A city without snow and a state in the desert. Obvious places, really, to hold the Winter Olympics and football World Cup if you’re the IOC and FIFA. Welcome to 2022, the year of the sportswash.
The principal outdoor venues for Beijing 2022 are – on a good day – 90 minutes and two and a half hours’ drive respectively from the Forbidden City. The alpine skiing in Zhangshanying will rely almost entirely on artificial snow. But the IOC has no truck with those who believe winter sports should be held where snowfall is plentiful. After all, its 2014 Games were held in the subtropical seaside resort of Sochi.
Qatar has a population of 2.9 million, only a little over 300,000 of them native Qataris. Just as the Chinese have constructed snow resorts to welcome the world, so Qatar has built six stadiums for the World Cup and refurbished two others. Just one is fully demountable, although others will be trimmed in size to leave the tiny desert state – whose national team has never played in a World Cup – with seven world-class venues ranging in capacity from 20,000 to 40,000.
The snow in Beijing will look fantastic, as will the pitches in Qatar. Doubtless the quality of the sport will match the surroundings, although the November schedule for the football raises important questions about player welfare, as well as the knock-on effect on national club competitions halted for a swift run at the most important tournament in the game.
The prospect of compelling sport shouldn’t silence the key questions: why Beijing, and why Qatar? It’s easy to blame the IOC and FIFA hierarchies who steered the bidding processes, but their national members ultimately voted for the two hosts.
What does China need of a Winter Games? Certainly not international kudos, nor the rumblings of discontent about human rights and diplomatic boycotts of the event. Most likely, its leaders are of the ‘bread and circuses’ persuasion, banking on creating goodwill among a huge population largely oblivious to noises off. The IOC, it seems, needs China – an unreliable, but potentially hugely lucrative source of commercial revenue.
It’s much harder to see what FIFA gets from Qatar. Allegations of corruption in the bidding process in 2011 have nipped at the heels of Qatar 2022 ever since. Certainly, FIFA has no need of this venue in its ambitions for global sporting domination. And it’s taking a big risk around a late autumn timing and attendances.
I led London’s bid to host the 2017 World Athletics Champs against competition from Doha, Qatar, back in 2011, just after the state’s World Cup bid success. It was tough and at times unpleasant, with unsubstantiated rumours of brown envelopes changing hands on the eve of the vote. My business lesson: never underestimate your opponent in a contest in which coming second is as good as coming last.

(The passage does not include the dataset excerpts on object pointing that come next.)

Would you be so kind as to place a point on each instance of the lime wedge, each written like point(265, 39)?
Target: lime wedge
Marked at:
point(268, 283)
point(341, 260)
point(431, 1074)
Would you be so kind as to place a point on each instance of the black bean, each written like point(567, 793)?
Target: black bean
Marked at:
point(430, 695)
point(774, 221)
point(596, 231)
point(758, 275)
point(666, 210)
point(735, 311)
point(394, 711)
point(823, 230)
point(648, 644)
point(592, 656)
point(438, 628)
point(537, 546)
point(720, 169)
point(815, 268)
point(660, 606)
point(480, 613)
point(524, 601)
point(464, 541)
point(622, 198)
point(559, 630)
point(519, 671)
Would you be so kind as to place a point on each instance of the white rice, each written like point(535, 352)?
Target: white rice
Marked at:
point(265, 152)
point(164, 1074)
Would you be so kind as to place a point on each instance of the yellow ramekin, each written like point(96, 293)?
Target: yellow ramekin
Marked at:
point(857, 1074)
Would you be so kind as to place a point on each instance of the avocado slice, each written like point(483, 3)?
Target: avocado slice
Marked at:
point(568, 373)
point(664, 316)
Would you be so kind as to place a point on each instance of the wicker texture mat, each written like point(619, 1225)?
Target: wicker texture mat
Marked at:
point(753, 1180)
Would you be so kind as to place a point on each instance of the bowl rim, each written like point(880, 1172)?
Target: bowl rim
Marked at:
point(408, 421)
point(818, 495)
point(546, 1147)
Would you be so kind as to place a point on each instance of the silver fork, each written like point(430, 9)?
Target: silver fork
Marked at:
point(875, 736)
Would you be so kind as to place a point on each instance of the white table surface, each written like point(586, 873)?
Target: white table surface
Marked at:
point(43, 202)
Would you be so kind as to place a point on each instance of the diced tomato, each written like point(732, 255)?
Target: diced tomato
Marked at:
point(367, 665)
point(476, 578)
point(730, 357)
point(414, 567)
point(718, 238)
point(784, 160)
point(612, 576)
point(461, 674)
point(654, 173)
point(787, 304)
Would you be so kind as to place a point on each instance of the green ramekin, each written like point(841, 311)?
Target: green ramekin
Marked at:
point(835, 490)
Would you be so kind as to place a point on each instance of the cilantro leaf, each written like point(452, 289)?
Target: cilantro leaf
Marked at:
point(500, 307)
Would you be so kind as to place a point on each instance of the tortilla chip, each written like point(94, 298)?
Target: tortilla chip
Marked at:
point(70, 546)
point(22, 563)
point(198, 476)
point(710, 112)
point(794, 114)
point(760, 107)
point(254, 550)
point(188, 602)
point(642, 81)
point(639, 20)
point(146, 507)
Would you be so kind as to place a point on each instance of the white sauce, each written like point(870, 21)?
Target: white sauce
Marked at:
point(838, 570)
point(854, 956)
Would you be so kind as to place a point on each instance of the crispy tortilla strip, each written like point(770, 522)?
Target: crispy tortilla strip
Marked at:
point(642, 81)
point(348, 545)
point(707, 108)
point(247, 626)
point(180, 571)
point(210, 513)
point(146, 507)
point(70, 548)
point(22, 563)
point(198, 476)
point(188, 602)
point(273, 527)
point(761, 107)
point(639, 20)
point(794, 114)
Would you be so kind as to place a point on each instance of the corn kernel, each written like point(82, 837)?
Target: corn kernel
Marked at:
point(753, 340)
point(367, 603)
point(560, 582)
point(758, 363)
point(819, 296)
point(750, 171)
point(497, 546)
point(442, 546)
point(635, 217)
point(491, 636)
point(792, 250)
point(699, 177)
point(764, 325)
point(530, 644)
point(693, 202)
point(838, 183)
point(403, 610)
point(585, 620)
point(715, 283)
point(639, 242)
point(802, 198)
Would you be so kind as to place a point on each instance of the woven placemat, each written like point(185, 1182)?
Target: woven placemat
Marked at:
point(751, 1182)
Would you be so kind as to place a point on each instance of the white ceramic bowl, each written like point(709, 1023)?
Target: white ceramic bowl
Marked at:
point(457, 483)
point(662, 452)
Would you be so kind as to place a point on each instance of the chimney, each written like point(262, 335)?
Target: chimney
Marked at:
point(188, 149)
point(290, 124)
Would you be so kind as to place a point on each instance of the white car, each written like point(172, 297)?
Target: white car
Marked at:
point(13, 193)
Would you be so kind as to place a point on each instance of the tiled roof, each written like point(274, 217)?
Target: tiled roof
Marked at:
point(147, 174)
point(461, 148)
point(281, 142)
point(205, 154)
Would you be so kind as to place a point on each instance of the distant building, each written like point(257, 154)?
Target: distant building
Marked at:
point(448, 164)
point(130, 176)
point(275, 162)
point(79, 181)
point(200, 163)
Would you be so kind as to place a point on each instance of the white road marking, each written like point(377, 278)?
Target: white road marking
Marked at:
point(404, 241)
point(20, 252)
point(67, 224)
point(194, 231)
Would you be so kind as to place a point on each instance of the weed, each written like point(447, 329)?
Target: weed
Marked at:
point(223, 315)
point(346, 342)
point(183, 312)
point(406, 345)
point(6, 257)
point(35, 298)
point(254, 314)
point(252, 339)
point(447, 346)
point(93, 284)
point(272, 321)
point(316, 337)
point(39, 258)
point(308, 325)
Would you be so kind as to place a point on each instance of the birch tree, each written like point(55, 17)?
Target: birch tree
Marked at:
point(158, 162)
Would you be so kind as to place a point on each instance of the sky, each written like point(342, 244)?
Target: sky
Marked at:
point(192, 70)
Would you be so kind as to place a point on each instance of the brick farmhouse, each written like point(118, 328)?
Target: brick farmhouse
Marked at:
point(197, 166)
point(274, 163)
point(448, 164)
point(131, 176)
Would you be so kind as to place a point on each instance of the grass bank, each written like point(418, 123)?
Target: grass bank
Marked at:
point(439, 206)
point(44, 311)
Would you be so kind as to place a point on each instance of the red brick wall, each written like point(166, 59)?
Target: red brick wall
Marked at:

At the Beijing 2015 World Athletics Championships, I watched from my hotel window coaches filling a massive parking lot each morning with Chinese bussed into the Birds Nest Stadium. I’ve no way of knowing whether they’d paid – or been paid – to attend the athletics. No doubt the Beijing 2022 organising committee has all their names and addresses should they be needed next month.
Four years later I sat in a sparsely populated Al Khalifa Stadium for the Doha 2019 WAC. The venue only filled on the night that local hero Mutaz Barshim won the high jump – and even then it created the uncomfortable sight of a crowd almost devoid of local women and girls.
Athletics, though, isn’t football, so there has to be a fair chance that overseas fans and seat-filling with non-Qatari local workers will create a solid enough backdrop of people for the global TV audience.
The simplest question to answer is what Qatar gets from hosting the FIFA World Cup. An exit at the group stages for the home team no doubt, but four weeks of glittering imagery worldwide to wash over concerns about the immigrant lives that the state has been built on.